After having sun for a few days, it was pretty disappointing to hear it raining when I woke up in the morning.  Before leaving the Hidden Lakes campground I walked Burney's Trail part of the way. (so much for getting an early start) The trail is dedicated to a young researcher who died at a very young age.  His research involved the relationship between lynx and snowshoe rabbits in the Kenai Wildlife Refuge, particularly in the Hidden Lakes area.  The snowshoe rabbits are pray to the lynx.

When I returned to camp the group had already left.  We previously agreed to meet at the Fred Meyers Store after filling the RV tanks with fresh water.  I found an advertisement in the Mile Post indicating fresh water at one of the gas stations so I decided to fill up there.  It was a good thing, because by the time I got to Fred Meyers there was a line for the dump and water and huge traffic jams.  So...if you are planning to visit  the Fred Meyer store in Soldotna be prepared.

The drive down to Homer was rainy and visibility was really poor.  (Where have you heard that before). The views of Cooks Inlet alluded us due to the foul weather.  We didn't pull off once to take pictures.  This has got to be a record for this group!
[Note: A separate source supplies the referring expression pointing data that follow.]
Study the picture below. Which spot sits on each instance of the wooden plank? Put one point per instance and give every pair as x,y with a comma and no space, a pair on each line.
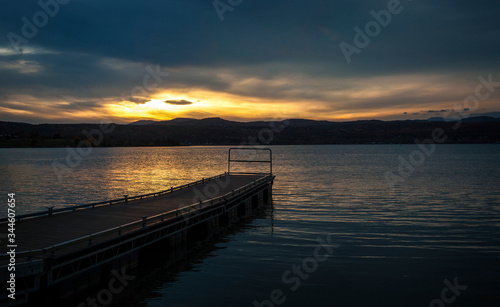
42,232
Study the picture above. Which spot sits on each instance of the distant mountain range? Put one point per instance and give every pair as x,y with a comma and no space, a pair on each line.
218,131
293,122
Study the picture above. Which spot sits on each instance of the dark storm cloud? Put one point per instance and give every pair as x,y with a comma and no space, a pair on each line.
100,49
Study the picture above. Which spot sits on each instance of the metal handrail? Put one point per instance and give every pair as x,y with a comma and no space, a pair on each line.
270,161
110,202
160,218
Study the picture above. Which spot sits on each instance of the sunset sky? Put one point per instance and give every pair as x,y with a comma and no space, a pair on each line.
86,61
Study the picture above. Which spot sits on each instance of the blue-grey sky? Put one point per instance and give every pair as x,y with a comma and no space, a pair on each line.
83,61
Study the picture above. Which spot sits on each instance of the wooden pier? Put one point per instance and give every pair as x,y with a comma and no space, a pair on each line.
64,252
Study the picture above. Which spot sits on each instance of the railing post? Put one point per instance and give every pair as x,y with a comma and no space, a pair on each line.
50,210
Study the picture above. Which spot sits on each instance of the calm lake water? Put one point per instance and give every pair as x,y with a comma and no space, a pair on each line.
433,240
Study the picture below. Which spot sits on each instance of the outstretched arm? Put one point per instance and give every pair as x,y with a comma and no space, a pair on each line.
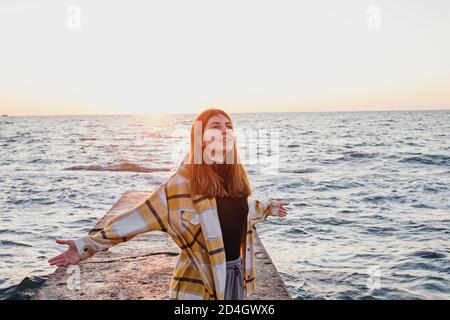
149,215
259,210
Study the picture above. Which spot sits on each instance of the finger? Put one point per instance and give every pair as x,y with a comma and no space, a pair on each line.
68,242
57,257
57,261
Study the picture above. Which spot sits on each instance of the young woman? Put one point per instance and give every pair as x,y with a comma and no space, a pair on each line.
207,209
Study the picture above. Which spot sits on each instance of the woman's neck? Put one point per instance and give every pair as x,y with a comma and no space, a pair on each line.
222,169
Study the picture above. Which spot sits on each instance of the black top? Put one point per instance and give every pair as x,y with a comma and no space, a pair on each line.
233,219
233,222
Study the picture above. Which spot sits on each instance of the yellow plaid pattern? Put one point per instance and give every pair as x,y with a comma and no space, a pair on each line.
192,222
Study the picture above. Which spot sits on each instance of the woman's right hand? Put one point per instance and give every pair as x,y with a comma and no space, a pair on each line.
69,257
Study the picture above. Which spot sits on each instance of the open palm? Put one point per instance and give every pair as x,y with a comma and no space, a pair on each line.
69,257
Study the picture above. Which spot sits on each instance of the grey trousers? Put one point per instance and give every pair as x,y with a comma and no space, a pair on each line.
234,287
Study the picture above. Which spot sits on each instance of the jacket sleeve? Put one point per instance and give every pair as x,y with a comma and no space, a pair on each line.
149,215
259,210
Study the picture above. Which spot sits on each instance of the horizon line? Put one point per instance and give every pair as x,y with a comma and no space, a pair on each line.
236,112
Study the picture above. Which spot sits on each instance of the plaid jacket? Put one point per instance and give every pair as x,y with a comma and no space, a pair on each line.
192,222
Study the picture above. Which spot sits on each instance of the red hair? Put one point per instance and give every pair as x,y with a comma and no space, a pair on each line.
203,179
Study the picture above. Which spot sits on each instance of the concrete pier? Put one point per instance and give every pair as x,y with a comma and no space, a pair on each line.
142,268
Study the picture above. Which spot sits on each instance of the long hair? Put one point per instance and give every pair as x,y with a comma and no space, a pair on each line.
204,180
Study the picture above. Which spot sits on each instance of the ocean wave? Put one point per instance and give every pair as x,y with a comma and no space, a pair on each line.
430,159
428,255
299,171
9,243
125,166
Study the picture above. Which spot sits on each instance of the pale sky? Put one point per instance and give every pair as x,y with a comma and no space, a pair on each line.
152,57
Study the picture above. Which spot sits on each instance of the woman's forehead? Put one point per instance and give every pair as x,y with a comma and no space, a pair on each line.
220,118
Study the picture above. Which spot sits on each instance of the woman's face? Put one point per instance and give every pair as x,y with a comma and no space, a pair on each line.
218,139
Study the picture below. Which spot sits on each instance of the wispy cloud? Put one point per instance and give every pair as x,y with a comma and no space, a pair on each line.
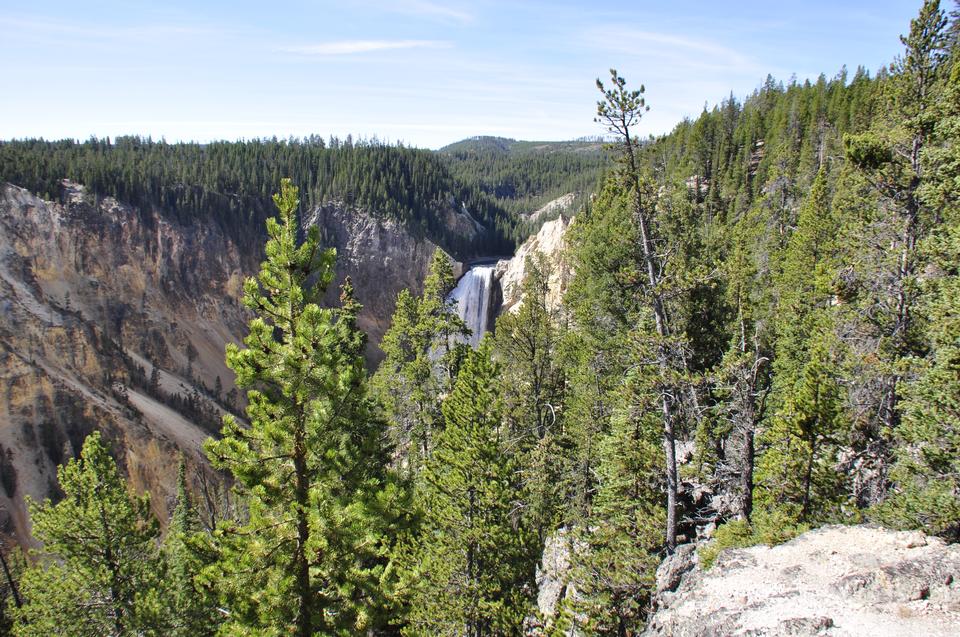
433,10
89,31
700,52
352,47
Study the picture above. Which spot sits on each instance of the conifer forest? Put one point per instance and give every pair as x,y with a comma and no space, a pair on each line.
752,331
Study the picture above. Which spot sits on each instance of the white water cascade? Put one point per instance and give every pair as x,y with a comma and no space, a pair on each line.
472,295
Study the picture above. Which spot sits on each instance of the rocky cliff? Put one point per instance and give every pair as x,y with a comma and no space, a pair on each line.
550,242
116,319
832,581
381,257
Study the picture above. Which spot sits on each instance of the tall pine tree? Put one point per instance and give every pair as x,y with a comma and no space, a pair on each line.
311,466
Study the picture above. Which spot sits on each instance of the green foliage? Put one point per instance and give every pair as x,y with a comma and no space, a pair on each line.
767,527
311,555
797,470
423,350
470,570
99,572
524,176
926,476
625,532
191,607
526,342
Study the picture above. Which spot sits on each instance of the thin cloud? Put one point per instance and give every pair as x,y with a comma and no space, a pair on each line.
434,10
353,47
700,53
87,31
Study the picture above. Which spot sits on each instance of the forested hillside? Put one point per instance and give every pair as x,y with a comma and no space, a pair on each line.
525,176
760,335
231,182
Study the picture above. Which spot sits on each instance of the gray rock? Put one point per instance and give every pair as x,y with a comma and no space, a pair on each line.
858,580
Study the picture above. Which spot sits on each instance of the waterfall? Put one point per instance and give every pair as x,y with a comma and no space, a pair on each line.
473,296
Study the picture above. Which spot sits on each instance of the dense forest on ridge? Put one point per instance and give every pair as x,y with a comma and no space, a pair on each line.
760,334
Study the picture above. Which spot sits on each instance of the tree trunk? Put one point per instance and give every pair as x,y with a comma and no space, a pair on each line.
304,619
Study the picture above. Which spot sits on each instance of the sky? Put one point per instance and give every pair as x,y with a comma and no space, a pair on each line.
422,72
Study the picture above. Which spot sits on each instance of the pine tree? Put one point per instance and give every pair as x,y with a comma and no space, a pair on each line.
310,467
470,570
98,572
620,110
624,535
797,471
526,343
926,476
890,158
191,611
422,351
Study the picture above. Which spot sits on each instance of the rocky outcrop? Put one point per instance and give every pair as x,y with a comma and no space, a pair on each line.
836,580
550,242
115,318
93,296
560,204
381,257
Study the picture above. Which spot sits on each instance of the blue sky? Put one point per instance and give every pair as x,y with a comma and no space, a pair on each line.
424,72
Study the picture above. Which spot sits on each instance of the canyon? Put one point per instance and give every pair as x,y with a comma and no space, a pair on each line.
115,318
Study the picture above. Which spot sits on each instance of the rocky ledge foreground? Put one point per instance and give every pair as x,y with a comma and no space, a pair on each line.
836,580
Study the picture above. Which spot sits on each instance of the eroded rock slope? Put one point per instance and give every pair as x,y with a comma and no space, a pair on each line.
838,581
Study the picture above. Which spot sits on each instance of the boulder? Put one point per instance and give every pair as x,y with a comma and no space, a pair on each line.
837,580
This is the view of the Spit as you come into Homer, taken the next day. The Spit is the very narrow strip of land going out to the bay.
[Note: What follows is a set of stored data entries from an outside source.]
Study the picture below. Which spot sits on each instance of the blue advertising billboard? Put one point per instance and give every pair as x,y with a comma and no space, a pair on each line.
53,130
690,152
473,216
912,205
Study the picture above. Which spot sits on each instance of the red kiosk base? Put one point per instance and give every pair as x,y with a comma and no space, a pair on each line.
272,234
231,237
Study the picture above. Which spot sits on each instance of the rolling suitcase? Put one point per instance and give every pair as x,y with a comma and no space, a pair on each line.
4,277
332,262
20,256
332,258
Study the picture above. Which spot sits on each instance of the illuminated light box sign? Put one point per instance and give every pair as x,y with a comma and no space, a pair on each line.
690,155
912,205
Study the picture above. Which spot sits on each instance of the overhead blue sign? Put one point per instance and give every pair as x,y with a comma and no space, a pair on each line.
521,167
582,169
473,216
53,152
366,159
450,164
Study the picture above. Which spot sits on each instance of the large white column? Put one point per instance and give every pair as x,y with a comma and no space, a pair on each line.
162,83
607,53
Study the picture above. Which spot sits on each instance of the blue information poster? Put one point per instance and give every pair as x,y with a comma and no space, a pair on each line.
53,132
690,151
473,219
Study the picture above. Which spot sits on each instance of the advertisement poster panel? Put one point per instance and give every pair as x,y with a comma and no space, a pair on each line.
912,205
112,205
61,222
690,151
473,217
We arrived in Homer and made a bee line for the Spit and find the city campground.  I think they have tried  (and failed) to model the campground after Seward.  It is not as nice nor is it as organized.  I grumbled about the $15.00 a night a Seward, for dry camping, but I really grumbled about the $15.00 a night here and threatened to go stay at the Elks.  We'll see.

The Spit is geared towards fishing and trendy shops.  Halibut fishing is the main draw here.  There are fish cleaning stations throughout the Spit and every other business is a charter fishing business.  Homer is much bigger than Seward and has some beautiful areas though. The views of Kachemak Bay and mountains are stunning...what we could see of them.

View of the mountains across the street from our camp site

The mountains on one side of the Spit are called the "ring of fire" because there is at least one active volcano.  The picture is part of that area.

The small boat harbor on the Spit, looking towards Kachemak Bay

The Spit is also the home of the Salty Dawg Saloon.  It's a building that has been pieced together and is a popular watering hole.  The inside is lined with autographed one dollar bills.  It was really smokey when I went in there so I didn't even bother to take a picture. People that have been to Homer alway say you should go to see the Salty Dawg I've been there and can check that off my list.

We are in halibut country, so after getting settled we went to dinner at Captain Patties for a halibut dinner.  For $25.00 I was served a huge piece of halibut that melted in my mouth, salad, and rice.  Tomorrow is another day I hope the rain lets up a little.